Judge less—love more.  Confront more with love and care, ignore less. 

I am reminded of my teaching days. I cared greatly for each child in my classroom and prayed for them daily.  My desire was for each child to succeed at their rate of learning in the best way possible.  My work as their teacher was to provide a safe, loving, accepting, and caring environment for learning and maturing to happen.  But what if I never confronted or corrected them when that environment was threatened by their behaviors?  What if I never helped them with what I was taught through some of the tests of life they would endure?

TESTS—we all have them.  Caring people will help us learn from them.  And God cares the most!

“Consider it pure joy, my brothers and sisters, whenever you face trials of many kinds, because you know that the testing of your faith produces perseverance. Let perseverance finish its work so that you may be mature and complete, not lacking anything.” James 1:2-4

EXAMPLE: Consider the spelling lesson.  As students we all had the weekly list of words to learn to spell with the phonics and grammar lessons that accompanied each word, right?  What if the teacher put the list on the screen and said, “Well, here’s some more words that will help you learn about life.  Study them however you want in whatever way you want.  Do that this week, but not to worry, I have decided that there will be no test on Friday.

Question:  How many of us as students would be disciplined enough to bother to study what we needed to know—knowing there would never be anyone who cared enough to evaluate, confront, and correct our learning? Mm…not many.

Be simple, genuine, unpretentious.  Trials and tests grow our faith.  Evaluation of our behaviors through confrontation by others who have already been tested and have learned well and love greatly are a must!

Paul is one who cares enough to confront because of His love for God and His church.  Paul never permitted sexually immoral behavior in the church. The environment for learning and growing in Christ as His Body was threatened and no longer safe. Yet he remained compassionate when dealing with people.  Our bodies are God’s instruments, intended for his work and for his glory.  The Corinthian Christians had serious trouble with this. When it came to the body, they insisted, “I have the right to do anything.” Their philosophy conveniently separated flesh from spirit. Have fun with the flesh. Honor God with the spirit. Wild Saturdays. Worshipful Sundays. You can have it all.
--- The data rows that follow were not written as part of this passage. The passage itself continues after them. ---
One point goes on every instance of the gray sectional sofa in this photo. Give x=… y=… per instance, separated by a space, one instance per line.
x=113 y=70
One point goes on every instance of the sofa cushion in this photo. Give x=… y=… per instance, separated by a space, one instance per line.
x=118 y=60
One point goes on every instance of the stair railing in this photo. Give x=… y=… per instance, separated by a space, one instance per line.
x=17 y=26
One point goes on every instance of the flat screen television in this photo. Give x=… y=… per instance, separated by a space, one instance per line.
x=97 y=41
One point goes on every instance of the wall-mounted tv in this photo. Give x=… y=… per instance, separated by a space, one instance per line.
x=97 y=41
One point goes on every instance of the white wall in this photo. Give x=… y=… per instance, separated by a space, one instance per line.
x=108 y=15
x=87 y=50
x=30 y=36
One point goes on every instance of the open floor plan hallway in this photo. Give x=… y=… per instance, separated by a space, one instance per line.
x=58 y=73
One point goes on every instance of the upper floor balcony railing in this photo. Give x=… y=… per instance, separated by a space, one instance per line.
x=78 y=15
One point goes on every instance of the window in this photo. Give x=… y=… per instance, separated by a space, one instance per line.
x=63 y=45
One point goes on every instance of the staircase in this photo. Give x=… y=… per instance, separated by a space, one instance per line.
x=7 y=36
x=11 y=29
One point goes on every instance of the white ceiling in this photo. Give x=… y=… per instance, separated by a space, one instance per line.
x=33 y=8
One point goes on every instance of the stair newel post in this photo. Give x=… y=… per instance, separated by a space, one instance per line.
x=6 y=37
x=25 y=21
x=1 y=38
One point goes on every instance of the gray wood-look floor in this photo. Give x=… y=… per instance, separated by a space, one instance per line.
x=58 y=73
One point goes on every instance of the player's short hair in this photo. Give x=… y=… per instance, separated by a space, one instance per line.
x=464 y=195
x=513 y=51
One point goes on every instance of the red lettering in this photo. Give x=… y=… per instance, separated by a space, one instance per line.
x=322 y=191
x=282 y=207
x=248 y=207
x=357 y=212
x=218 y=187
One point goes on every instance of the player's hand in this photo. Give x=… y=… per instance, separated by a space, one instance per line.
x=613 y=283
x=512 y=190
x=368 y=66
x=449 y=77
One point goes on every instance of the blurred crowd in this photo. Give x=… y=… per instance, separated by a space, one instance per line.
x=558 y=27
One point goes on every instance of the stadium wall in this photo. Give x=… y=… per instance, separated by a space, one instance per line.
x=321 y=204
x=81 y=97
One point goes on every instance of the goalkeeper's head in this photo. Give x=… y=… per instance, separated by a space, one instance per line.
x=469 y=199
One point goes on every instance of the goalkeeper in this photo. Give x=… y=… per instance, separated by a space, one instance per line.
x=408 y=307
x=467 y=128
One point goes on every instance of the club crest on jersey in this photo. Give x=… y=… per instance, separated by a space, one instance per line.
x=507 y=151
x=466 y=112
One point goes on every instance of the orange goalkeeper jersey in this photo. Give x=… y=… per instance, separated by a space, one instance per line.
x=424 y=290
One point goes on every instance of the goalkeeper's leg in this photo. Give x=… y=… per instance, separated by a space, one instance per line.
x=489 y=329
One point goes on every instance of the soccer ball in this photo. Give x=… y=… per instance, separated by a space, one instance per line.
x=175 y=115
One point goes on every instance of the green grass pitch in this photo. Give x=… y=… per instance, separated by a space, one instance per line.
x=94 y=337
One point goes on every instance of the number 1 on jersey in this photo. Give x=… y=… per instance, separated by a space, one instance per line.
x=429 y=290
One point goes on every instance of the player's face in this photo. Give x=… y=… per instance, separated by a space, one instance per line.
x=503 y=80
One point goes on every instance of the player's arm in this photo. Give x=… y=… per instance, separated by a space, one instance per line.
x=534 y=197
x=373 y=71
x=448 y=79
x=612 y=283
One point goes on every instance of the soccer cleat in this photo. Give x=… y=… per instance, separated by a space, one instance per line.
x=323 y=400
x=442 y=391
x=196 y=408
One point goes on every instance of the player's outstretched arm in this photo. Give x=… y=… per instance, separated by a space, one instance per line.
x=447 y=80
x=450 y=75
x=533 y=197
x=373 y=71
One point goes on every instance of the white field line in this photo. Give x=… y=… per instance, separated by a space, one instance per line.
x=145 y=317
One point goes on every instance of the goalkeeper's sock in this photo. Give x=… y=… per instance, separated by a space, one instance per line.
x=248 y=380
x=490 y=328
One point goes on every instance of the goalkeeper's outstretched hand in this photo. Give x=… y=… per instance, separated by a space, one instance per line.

Paul disagreed because this was not of God. He cared enough to confront and reminded his brothers and sisters that God interwove body with soul, elevating them to equal status. Your body is no toy. Quite the contrary. Your body is a tool. “Do you not know that your bodies are members of Christ himself?”
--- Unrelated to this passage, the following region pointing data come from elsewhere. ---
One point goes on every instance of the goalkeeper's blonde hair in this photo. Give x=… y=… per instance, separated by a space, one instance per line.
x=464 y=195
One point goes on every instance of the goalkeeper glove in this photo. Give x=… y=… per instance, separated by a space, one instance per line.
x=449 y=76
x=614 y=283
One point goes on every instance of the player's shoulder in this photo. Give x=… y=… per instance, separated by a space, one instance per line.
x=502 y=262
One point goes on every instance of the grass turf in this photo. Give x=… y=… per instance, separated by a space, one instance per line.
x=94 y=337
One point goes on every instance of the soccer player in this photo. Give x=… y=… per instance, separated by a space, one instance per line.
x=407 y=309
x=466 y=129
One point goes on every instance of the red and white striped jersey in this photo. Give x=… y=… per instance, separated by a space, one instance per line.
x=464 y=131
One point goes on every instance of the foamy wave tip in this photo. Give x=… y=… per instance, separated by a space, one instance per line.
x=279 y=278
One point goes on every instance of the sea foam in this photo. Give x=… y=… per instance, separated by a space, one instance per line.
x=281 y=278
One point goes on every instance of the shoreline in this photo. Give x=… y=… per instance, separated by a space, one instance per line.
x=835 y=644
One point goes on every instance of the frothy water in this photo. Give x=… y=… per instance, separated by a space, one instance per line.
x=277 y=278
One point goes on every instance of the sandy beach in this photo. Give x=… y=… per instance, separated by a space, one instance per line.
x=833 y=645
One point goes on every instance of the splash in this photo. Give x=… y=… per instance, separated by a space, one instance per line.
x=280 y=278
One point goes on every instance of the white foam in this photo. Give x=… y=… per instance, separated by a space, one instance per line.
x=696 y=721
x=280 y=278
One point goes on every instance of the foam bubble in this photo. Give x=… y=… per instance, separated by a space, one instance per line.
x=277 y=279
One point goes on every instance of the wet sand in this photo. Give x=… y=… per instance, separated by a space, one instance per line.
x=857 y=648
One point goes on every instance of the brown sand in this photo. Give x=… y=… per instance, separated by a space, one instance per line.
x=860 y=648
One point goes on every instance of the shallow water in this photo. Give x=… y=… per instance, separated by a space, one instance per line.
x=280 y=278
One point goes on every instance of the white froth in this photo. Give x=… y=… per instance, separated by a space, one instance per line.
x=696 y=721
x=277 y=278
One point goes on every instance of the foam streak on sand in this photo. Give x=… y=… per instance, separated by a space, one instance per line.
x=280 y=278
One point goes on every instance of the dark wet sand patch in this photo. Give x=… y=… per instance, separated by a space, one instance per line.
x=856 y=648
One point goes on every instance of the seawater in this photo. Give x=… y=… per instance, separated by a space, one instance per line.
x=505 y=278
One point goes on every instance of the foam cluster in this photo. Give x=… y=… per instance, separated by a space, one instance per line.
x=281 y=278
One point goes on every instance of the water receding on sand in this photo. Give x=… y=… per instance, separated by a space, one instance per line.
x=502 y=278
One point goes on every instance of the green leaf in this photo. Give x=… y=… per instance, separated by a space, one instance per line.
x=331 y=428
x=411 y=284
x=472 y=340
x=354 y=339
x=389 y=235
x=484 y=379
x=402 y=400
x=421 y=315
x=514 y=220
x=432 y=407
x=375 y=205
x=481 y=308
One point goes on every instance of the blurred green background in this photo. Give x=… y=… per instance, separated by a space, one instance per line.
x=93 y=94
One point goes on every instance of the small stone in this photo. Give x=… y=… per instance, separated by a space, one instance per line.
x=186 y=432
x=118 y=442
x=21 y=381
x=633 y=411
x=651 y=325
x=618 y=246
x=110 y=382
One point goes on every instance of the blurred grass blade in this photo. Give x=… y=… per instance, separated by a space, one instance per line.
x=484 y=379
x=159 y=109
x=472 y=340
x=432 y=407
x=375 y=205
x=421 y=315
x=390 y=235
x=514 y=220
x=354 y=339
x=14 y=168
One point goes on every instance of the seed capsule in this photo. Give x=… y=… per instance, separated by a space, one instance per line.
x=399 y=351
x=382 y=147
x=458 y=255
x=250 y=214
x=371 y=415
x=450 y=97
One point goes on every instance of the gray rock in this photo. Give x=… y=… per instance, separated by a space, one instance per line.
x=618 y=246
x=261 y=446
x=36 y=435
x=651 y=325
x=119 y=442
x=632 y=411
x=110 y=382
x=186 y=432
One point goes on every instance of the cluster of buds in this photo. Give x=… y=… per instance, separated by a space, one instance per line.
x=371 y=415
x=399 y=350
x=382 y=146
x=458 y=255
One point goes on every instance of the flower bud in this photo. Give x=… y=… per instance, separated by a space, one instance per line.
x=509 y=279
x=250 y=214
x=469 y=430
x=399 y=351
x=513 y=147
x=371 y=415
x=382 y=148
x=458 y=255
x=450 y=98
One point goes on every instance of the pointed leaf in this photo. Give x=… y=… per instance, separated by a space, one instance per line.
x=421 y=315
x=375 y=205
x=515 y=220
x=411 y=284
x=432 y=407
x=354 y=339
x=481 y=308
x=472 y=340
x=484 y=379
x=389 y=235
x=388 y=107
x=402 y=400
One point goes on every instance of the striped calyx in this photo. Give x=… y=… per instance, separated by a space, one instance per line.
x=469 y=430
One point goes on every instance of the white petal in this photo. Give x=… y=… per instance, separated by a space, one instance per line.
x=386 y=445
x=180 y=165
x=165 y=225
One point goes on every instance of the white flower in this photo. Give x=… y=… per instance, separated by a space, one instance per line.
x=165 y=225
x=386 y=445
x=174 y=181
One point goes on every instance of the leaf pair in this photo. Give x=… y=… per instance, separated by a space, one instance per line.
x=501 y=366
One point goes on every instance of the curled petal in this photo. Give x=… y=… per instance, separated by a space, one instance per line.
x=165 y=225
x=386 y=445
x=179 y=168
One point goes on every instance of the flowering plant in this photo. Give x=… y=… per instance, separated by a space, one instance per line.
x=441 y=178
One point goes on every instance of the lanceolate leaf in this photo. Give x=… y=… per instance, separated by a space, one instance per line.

Greater still, Jesus lives in you and me. “Do you not know that your bodies are temples of the Holy Spirit, who is in you” (1Corinthinas 6:19). Paul wrote these words to counter the Corinthian sex obsession. “Flee from sexual immorality,” reads the prior sentence. “All other sins a person commits are outside the body, but whoever sins sexually, sins against their own body.”  What a salmon Scripture! No message swims more upstream than this one. You know the sexual anthem of our day: “I’ll do what I want. It’s my body.”
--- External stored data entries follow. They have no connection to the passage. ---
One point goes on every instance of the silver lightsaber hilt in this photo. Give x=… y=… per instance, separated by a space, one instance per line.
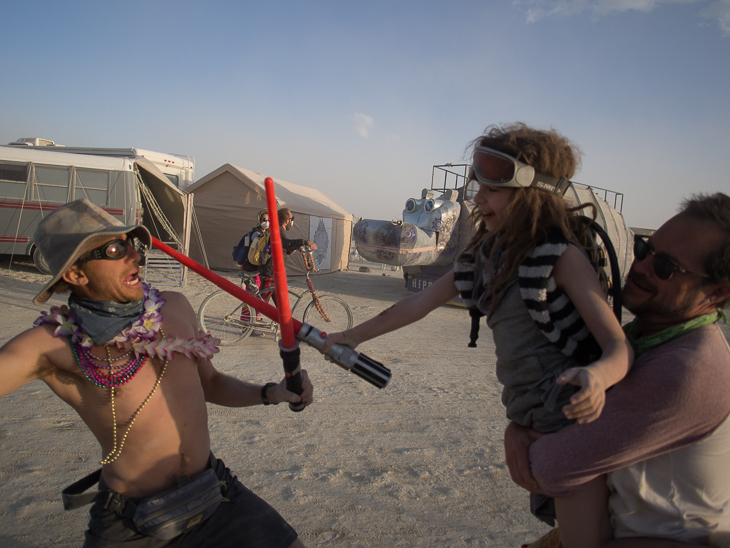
x=366 y=368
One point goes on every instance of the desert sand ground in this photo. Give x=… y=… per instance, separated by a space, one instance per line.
x=417 y=464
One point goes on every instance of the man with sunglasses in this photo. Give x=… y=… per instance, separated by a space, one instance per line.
x=131 y=362
x=663 y=439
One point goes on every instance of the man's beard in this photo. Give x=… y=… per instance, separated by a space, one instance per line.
x=655 y=307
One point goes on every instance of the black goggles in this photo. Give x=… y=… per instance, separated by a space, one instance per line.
x=494 y=168
x=664 y=268
x=114 y=250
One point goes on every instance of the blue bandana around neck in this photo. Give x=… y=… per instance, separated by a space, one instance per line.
x=104 y=320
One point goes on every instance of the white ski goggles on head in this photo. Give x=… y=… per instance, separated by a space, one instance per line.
x=494 y=168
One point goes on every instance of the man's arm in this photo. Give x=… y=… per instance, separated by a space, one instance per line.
x=674 y=396
x=24 y=358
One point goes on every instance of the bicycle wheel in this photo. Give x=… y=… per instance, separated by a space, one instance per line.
x=227 y=318
x=337 y=314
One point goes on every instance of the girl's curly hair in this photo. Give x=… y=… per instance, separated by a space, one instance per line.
x=532 y=213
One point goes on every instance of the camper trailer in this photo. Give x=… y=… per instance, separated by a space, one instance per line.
x=36 y=180
x=178 y=168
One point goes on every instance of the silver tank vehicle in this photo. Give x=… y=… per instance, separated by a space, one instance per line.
x=435 y=228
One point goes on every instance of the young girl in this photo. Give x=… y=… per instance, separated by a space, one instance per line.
x=526 y=270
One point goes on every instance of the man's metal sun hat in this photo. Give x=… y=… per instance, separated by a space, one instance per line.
x=72 y=230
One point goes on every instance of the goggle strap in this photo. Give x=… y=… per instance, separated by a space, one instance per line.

God’s firm response? “No, it’s not. It’s mine.”

Lord,

You are my God and I am your beloved.  What a pure, holy relationship that you have provided by paying the price to redeem us from the world and give us Life forever.  You gave us a life attached to you.  You are the One to cling to on this journey of tests and trials along with the gifts of joy and peace!  Thank you, thank you, thank you!